Don't stage protest during Hinn's visit, HC tells Rama Sene

Don't stage protest during Hinn's visit,  HC tells Rama Sene

The High Court of Karnataka on Friday disposed of a petition against the visit of controversial evangelist Benny Hinn with a direction to the City Police Commissioner to ensure law and order on the occasion.

Benny Hinn is scheduled to visit Bangalore from January 15 to 19 and Sri Rama Sene had filed a public interest litigation urging the court to restrain Hinn from his proposed visit. The matter was heard by a division bench comprising Chief Justice D H Waghela and Justice Nagarathna.

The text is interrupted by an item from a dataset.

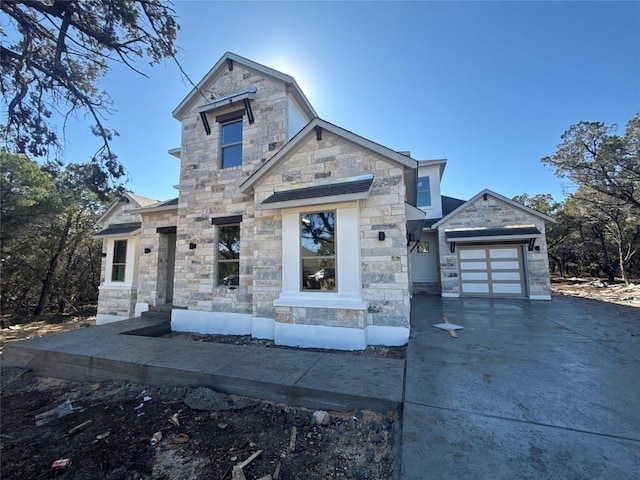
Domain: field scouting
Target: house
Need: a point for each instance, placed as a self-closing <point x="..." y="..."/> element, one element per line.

Justice Nagarathna observed that there were no objections when 2,000 people gathered for reciting the Bhagawadgita at Palace Grounds, and sought to know the reason for questioning the proposed visit of Hinn. The Bench directed the petitioner not to stage any protest during Hinn’s visit.

The petitioner had claimed that more than 100 buses were damaged during the protests when Hinn visited Bangalore in January 2005.  Accusing the government of double standards, the petitioner had contended that while seeking to bring in a law against superstitious practices, the government was allowing the visit of an evangelist who claims to be miracle healer.

‘Pay backwages’

The High Court has directed Bescom to pay backwages, terminal benefits and gratuity to 14 Bescom employees who were working on contract at Soujanya counters addressing consumers grievances.  A division bench headed by Chief Justice D H Waghela disposed of the appeal directing that these contract employees will be deemed as Bescom staff until their payments are cleared by Bescom.  

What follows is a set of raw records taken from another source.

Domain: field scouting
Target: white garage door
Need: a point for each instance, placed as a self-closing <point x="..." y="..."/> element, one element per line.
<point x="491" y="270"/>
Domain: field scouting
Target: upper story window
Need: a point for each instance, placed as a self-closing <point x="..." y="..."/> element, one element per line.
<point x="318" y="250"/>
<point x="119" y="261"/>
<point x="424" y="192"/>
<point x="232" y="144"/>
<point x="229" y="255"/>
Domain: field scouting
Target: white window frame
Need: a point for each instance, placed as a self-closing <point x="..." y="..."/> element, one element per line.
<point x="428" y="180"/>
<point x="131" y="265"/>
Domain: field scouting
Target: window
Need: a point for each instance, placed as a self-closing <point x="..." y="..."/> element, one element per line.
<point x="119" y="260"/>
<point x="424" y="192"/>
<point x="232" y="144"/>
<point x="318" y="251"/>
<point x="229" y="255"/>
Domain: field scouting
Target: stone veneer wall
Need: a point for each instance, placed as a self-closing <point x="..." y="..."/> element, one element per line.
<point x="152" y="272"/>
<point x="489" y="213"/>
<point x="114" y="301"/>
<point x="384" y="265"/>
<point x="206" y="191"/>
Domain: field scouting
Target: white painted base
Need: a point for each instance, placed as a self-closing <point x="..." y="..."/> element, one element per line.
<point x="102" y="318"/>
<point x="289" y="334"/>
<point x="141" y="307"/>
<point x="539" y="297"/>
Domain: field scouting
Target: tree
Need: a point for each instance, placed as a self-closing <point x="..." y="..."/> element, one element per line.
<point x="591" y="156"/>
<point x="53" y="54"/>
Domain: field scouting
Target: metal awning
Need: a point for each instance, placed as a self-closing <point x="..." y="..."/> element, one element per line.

Jyothi S and 13 others had approached Industrial Tribunal seeking regularisation of their services after their contract was terminated on March 1, 2013.  

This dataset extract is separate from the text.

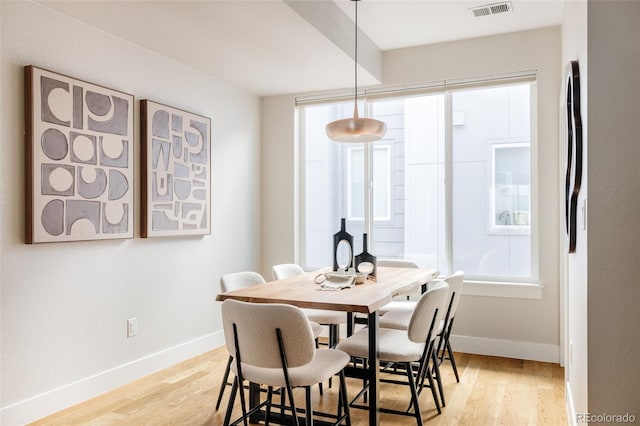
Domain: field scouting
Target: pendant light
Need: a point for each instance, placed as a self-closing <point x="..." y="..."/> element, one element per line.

The Industrial Tribunal had directed Bescom to consider the plea and the Bescom general manager too assured that the contract employees would be absorbed whenever there was a vacancy.  However, Bescom objected saying that the decision was not taken in the Bescom Board meeting with the consent of Board members.  Later, Bescom filed an appeal to the High Court seeking to quash the direction of the Tribunal.